学園内は道明寺の退学の噂で持ちきりだった。
「姐さん!道明寺さんがいなくなったって本当ですか!?これからは姐さんの天下ですね!」
「誰が天下取りですって?英徳の天下なんかいらないです」
日に日にアホ度が増していってる気がしてならない。こんな所で天下を取っても嬉しくない。むしろこうやって囲まれる方が邪魔なんだよ…光は溜め息を吐いた。非常階段に行けばそこに主はいない。主こと花沢類は光達との会話を最後にいなくなってしまった。連絡は取れない。家にも戻っていないらしい。そうなると考えらえる事は一つ。つくしを追いかけてニューヨークに行ったのだ。道明寺家の様子もおかしい。何でも今合併が失敗したと朝刊に出ていた。そのせいか道明寺のニューヨークの家にも連絡がつかない。日本に残された者達は何も知らないのだ。
「あぁー!もう!しつこい!着いてくんな!」
「一生着いて行きますって!」
ふざけんな!ストーカーとして訴えてやる!そう言ってもまるで効果はない。何かこの人達マゾ気質なんじゃないか?いじめてくれってか?光は恐怖を感じすかさず走った。そして光は走っている途中で見知った顔を見た。
「二人共!た、助けて!」
「は?光ちゃ――」
「何だって――」
光の後ろには大の男達。そして自分達を追いかけてくる女子達。
「――とにかくなんでもいいから」
「帰ってこいっ!司ッ!」
お前等がこれが嫌なだけだろーが!私を助けてくれる気はないのだろうか。光は仕方なくそのまま走り続けた。
「ここまで来れば…大丈夫だろ…」
「ったく、司がいねぇだけでこんな事になんのかよ…」
「…ありえない…私そこまで関係無いってのに…」
三人は肩で息をして息を整えた。いつまでも追いかけてくる群衆は学園を抜けるまで続いたのだ。

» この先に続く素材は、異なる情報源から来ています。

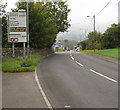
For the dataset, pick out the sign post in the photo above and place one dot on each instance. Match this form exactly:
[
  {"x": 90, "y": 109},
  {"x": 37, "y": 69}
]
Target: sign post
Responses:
[
  {"x": 17, "y": 29},
  {"x": 13, "y": 47}
]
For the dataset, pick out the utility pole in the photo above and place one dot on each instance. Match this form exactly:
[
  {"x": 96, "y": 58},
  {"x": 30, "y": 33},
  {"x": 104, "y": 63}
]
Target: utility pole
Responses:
[
  {"x": 94, "y": 32},
  {"x": 94, "y": 23},
  {"x": 28, "y": 45}
]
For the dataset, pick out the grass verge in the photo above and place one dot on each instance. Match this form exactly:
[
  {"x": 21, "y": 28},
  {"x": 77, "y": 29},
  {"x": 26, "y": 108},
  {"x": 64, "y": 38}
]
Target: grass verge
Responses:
[
  {"x": 113, "y": 53},
  {"x": 19, "y": 65}
]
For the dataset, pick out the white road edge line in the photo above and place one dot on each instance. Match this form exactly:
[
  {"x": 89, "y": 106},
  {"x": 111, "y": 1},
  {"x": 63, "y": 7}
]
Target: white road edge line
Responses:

「…今から戻っても同じ事の繰り返しだな…どっか行くか」
「賛成。光ちゃんは?」
「私制服なんだけど」
「んなの買えばいーだろうが」
そう言って西門は光の背を押した。それに光は振り返ってその顔をジーッと見る。
「さっさと歩けよ」
「…いや、今日は死んだような目、してないなと思って。最近ちゃんと寝れてるみたいだね」
なら良かった。それ以上は何も聞かないと言うように光は自分の足で歩いた。
「あ、今日はあきらさんが服選んで下さいよ。好みの服。着こなしてみせます!」
「いいの〜?そうだな、俺はエレガント系好きだよ」
「エレガント…!着てみたい。さ、行きましょう」
その後ろ姿をしばらく見ていた西門が居た。